Viabilità ed Urbanistica
Il collegamento con le “politiche ambientali” è immediato e Giordani sostiene come necessaria la conclusione delle opere già iniziate, l'allargamento delle aree pedonali ed il potenziamento delle piste ciclabili.
Turismo ed Organizzazione di Eventi
Su questo tema Prampolini, Giordani e Franchini propongono di rafforzare la vocazione turistica della città e, con particolare riferimento all'esponente di Modena Ora, invitano ad utilizzare soggetti illustri come Pavarotti e Rustichelli per organizzare manifestazioni di richiamo nazionale ed internazionale. Carpentieri ricorda il successo di Modena Park e quello che si prospetta essere il Motor Valley Fest, a quest'ultimo si aggancia Coriani che attacca l'amministrazione comunale per l'utilizzo di volontari piuttosto che di lavoratori regolarmente pagati.
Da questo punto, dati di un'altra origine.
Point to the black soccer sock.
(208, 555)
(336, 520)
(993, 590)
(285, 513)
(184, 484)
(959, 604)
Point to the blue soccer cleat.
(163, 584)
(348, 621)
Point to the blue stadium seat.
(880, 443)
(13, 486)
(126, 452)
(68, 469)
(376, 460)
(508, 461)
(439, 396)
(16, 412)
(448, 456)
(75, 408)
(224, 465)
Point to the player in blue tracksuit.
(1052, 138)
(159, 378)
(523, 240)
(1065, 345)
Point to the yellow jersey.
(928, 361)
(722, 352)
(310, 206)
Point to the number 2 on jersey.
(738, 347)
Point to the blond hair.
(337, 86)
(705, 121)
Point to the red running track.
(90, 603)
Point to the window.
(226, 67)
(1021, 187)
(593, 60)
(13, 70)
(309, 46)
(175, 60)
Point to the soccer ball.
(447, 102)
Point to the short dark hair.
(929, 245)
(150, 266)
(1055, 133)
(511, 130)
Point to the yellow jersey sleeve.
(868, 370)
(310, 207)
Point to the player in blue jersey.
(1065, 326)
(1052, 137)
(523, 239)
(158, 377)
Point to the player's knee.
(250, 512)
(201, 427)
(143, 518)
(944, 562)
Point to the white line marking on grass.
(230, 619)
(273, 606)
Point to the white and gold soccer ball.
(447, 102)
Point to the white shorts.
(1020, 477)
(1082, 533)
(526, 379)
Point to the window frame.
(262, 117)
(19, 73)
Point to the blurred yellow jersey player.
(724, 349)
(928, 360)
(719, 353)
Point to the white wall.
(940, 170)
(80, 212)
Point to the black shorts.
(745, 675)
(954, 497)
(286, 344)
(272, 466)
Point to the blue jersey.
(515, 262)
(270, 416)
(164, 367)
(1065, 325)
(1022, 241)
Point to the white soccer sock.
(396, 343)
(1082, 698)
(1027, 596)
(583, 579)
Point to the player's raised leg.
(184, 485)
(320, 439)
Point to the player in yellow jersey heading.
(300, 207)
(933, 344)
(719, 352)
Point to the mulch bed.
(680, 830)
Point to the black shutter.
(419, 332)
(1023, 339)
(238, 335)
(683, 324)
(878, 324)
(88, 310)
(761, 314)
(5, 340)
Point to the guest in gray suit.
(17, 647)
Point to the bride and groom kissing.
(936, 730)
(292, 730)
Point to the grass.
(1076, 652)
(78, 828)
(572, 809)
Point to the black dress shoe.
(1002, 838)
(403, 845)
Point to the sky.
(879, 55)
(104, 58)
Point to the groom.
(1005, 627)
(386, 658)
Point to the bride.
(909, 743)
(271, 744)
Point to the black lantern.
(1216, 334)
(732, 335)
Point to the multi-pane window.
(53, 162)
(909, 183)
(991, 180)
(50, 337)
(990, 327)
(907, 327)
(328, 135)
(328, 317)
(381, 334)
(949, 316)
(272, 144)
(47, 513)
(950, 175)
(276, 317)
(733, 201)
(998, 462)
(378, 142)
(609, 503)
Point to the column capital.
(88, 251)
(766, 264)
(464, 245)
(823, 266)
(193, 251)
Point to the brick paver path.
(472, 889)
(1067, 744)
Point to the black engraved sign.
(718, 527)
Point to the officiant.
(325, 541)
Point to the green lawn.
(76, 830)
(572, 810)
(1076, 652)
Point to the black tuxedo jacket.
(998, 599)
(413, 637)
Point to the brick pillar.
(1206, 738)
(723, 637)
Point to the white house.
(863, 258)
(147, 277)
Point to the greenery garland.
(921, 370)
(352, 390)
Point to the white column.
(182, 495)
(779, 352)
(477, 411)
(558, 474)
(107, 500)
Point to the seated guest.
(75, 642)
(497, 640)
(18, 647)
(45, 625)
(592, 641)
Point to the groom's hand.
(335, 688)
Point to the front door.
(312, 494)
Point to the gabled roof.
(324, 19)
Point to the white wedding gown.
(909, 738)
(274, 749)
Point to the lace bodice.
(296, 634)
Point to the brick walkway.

Al termine di queste riflessioni (introdotte dalla giornalista Serena Fregni) i candidati hanno risposto ad alcune domande della platea e, fra queste, ve n'è stata una indirizzata a Prampolini in merito alla relazione fra cristianità e politica dei porti chiusi. Il candidato della Lega ha risposto richiamando in causa il pensiero di Tommaso D'Aquino e, piccato, ha sostenuto come alcune sue parole sull'argomento siano state travisate da molti giornali.